Termina pedindo que seja a decisão revogada e consequentemente se absolverem os RR. Apelantes do pedido e subsidiariamente e em caso de procedência da acção deve a impugnação ser declarada apenas em relação à quota parte/meação do alienante marido no bem comum objecto da impugnação, só esta podendo ser executada no património do obrigado à restituição.

Foram apresentadas contra alegações nas quais se pugna pela manutenção do decidido.

Mostram-se colhidos os vistos dos Exmºs Juízes Adjuntos pelo que importa decidir.

THEMA DECIDENDUM A delimitação objectiva do recurso é feita pelas conclusões das alegações dos recorrentes, não podendo este Tribunal decidir sobre matérias nelas não incluídas, a não ser que as mesmas sejam do conhecimento oficioso, art. 684 nº3 e 690 nº1 e 3 do Código Processo Civil, como serão todas as outras disposições legais infra citadas de que se não faça menção especial.

DOS FACTOS E DO DIREITO Para melhor facilidade expositiva e de compreensão do objecto do presente recurso passamos a reproduzir a factualidade considerada assente e provada sobre a qual se estruturou a decisão proferida que foi impugnada no recurso nos pontos que se encontram assinalados a sublinhado e carregado nosso e que é do seguinte teor:[1] Os RR vêm nas suas alegações recursivas impugnar a factualidade considerada assente e provada pelo Tribunal a quo nos pontos supra indicados considerando que dos depoimentos registados das testemunhas dos AA. I………., J……….; M……….; N……….; O……….; P……….; Q………. E S………. que incidiram sobre tal factualidade ou seja não pode concluir-se com a amplitude com que o fez a Mmª Juiz.

Importa além do mais dizer o seguinte sobre tal questão de sindicabilidade da prova por este Tribunal e que já por diversas vezes temos afirmado em diversos Acórdãos de que somos Relator e neste acto reiteramos passando a reproduzir: "O julgamento da matéria de facto constitui o principal objectivo do processo civil, sendo a responsabilidade do julgador, no que concerne a tal decisão, directamente proporcional à relevância da correspondente afirmação para cada um dos litigantes.

Como doutrina o ilustre Prof.
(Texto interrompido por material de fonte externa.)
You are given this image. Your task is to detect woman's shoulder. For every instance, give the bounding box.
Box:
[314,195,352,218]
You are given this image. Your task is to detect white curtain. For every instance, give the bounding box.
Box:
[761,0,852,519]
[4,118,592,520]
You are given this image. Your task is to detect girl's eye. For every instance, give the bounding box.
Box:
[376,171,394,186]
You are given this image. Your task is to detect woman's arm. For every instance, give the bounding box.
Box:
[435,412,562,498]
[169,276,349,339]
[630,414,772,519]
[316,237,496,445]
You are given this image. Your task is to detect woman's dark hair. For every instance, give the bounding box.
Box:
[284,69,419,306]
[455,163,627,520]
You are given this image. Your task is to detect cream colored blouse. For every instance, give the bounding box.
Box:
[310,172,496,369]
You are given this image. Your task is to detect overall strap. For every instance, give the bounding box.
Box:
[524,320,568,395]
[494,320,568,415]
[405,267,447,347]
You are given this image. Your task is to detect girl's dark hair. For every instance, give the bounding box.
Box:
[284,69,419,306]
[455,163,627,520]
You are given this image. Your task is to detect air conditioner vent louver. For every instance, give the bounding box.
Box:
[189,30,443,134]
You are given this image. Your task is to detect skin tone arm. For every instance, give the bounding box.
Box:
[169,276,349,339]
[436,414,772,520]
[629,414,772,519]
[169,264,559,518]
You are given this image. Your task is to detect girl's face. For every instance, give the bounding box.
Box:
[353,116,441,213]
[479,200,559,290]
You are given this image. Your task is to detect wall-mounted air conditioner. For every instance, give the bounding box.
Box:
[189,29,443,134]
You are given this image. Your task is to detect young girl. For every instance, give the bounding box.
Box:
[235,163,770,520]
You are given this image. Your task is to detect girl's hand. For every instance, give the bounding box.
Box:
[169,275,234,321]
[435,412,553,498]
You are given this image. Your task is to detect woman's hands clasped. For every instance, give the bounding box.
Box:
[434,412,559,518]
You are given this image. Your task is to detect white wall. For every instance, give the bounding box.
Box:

Antunes Varela [2] "… são tão graves os danos irremovíveis de uma sentença injusta e tão contingentes as possibilidades de correcção dos erros cometidos, que todo o juiz seja qual for a natureza ou o valor da acção, há-de decidir, para ficar quite com a sua consciência, não com o ânimo de quem, por escassez de tempo ou por acumulação de serviço, tem de confiar no carro vassoura do tribunal superior a emenda do erro que eventualmente tenha praticado, mas com a convicção de quem pode estar enviando por sua mão, para a secretaria judicial o instrumento da última palavra da justiça...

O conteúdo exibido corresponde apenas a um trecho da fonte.